For so long, music has been thought of as immaterial. For this reason, the environmental impact of recording and performing music had been relatively unexamined by scholars or by practitioners, up until recently. “Fields of Green” was a year-long research project undertaken in Scotland that investigated the environmental impact of music festivals.
Along with talking to festival organisers and audiences, the project (and its follow-up, “When Tomorrow Becomes Yesterday”) asked prominent UK-based songwriters and performers to track and consider their own environmental impact as they toured across a festival season and then to write songs addressing the findings.
This presentation will combine live performance of some of the songs from the project—written by artists such as Adem (Fridge, Silver Columns), Craig B (Aereogramme, The Unwinding Hours), Pictish Trail, Louis Abbott (Admiral Fallow), Rachel Sermanni, and RM Hubbert—with discussion of the findings.
The songs serve to enliven, embody, and humanise these findings, which include questions around the intersection of human cost with environmental cost; the relationship of the devaluing of physical artefacts with increased carbon emissions of the live and recorded music sectors; the emotional factors at play in denial of climate emergency; the complex decision-making processes involved in DIY touring itineraries; the felt relationship between environmental sustainability and cultural, economic, or personal sustainability of artists.
Jo Mango (or Dr Jo Collinson Scott) is a singer-songwriter and multi-instrumentalist who has performed internationally alongside artists such as David Byrne, Devendra Banhart, and as part of the touring band for Vashti Bunyan.
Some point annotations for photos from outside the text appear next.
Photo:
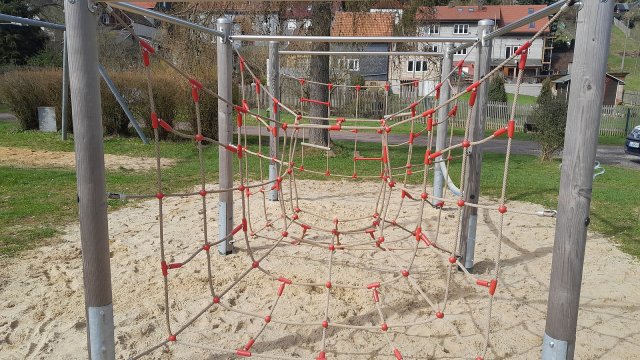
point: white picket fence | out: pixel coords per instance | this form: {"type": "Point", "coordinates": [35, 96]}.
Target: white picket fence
{"type": "Point", "coordinates": [616, 120]}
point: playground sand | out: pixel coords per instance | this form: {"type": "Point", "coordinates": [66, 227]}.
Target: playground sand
{"type": "Point", "coordinates": [42, 311]}
{"type": "Point", "coordinates": [42, 158]}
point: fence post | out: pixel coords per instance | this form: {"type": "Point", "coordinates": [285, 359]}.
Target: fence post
{"type": "Point", "coordinates": [225, 135]}
{"type": "Point", "coordinates": [471, 189]}
{"type": "Point", "coordinates": [441, 132]}
{"type": "Point", "coordinates": [273, 80]}
{"type": "Point", "coordinates": [576, 180]}
{"type": "Point", "coordinates": [92, 200]}
{"type": "Point", "coordinates": [65, 87]}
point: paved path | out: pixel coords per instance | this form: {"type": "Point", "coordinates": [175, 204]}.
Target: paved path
{"type": "Point", "coordinates": [607, 154]}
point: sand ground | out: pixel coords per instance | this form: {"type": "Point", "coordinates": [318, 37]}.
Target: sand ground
{"type": "Point", "coordinates": [41, 294]}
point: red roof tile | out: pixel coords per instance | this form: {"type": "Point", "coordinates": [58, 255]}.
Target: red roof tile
{"type": "Point", "coordinates": [362, 24]}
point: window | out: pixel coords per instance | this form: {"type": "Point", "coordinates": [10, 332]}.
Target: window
{"type": "Point", "coordinates": [461, 28]}
{"type": "Point", "coordinates": [433, 48]}
{"type": "Point", "coordinates": [417, 66]}
{"type": "Point", "coordinates": [349, 64]}
{"type": "Point", "coordinates": [433, 29]}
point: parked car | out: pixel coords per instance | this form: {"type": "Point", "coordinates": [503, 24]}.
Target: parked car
{"type": "Point", "coordinates": [632, 144]}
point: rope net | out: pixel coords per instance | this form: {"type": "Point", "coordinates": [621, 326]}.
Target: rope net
{"type": "Point", "coordinates": [378, 272]}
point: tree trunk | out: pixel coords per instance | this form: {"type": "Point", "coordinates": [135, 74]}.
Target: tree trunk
{"type": "Point", "coordinates": [319, 71]}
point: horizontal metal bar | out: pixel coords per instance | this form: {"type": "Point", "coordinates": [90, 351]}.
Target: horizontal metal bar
{"type": "Point", "coordinates": [164, 17]}
{"type": "Point", "coordinates": [353, 39]}
{"type": "Point", "coordinates": [31, 22]}
{"type": "Point", "coordinates": [547, 11]}
{"type": "Point", "coordinates": [360, 53]}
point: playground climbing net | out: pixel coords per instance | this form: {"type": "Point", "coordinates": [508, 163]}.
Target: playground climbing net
{"type": "Point", "coordinates": [400, 250]}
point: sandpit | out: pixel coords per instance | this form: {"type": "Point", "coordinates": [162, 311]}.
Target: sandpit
{"type": "Point", "coordinates": [42, 311]}
{"type": "Point", "coordinates": [25, 157]}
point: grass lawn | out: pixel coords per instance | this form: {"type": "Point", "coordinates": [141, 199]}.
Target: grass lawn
{"type": "Point", "coordinates": [35, 202]}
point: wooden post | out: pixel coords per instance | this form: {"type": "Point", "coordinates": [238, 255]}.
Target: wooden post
{"type": "Point", "coordinates": [225, 135]}
{"type": "Point", "coordinates": [471, 189]}
{"type": "Point", "coordinates": [92, 200]}
{"type": "Point", "coordinates": [580, 144]}
{"type": "Point", "coordinates": [273, 80]}
{"type": "Point", "coordinates": [441, 133]}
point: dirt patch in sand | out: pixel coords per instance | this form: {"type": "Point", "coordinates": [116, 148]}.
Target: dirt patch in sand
{"type": "Point", "coordinates": [15, 156]}
{"type": "Point", "coordinates": [42, 311]}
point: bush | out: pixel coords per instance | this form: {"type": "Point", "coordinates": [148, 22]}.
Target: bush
{"type": "Point", "coordinates": [550, 118]}
{"type": "Point", "coordinates": [497, 91]}
{"type": "Point", "coordinates": [24, 90]}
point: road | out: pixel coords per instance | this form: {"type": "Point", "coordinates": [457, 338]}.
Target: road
{"type": "Point", "coordinates": [606, 154]}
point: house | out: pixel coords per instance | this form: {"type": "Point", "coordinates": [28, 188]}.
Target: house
{"type": "Point", "coordinates": [613, 87]}
{"type": "Point", "coordinates": [462, 21]}
{"type": "Point", "coordinates": [374, 69]}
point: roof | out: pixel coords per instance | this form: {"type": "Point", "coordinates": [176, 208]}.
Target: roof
{"type": "Point", "coordinates": [362, 24]}
{"type": "Point", "coordinates": [567, 78]}
{"type": "Point", "coordinates": [502, 14]}
{"type": "Point", "coordinates": [144, 4]}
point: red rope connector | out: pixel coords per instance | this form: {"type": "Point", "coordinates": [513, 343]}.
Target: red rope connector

She has co-written singles with artists such as Teenage Fanclub, Admiral Fallow, and Siobhan Wilson, as well as having released two full-length albums of solo material and numerous exploratory EPs with her long-time producer collaborator Adem Ilhan (Adem, Fridge).
Dr Jo Collinson Scott is a Reader in music at the University of the West of Scotland where she researches songwriting in popular music. She is currently Co-Investigator on a major UK research council funded project—Distant Voices: Coming Home—which explores songwriting in the criminal justice system in the UK as a means to support change and encourage public dialogue around reintegration.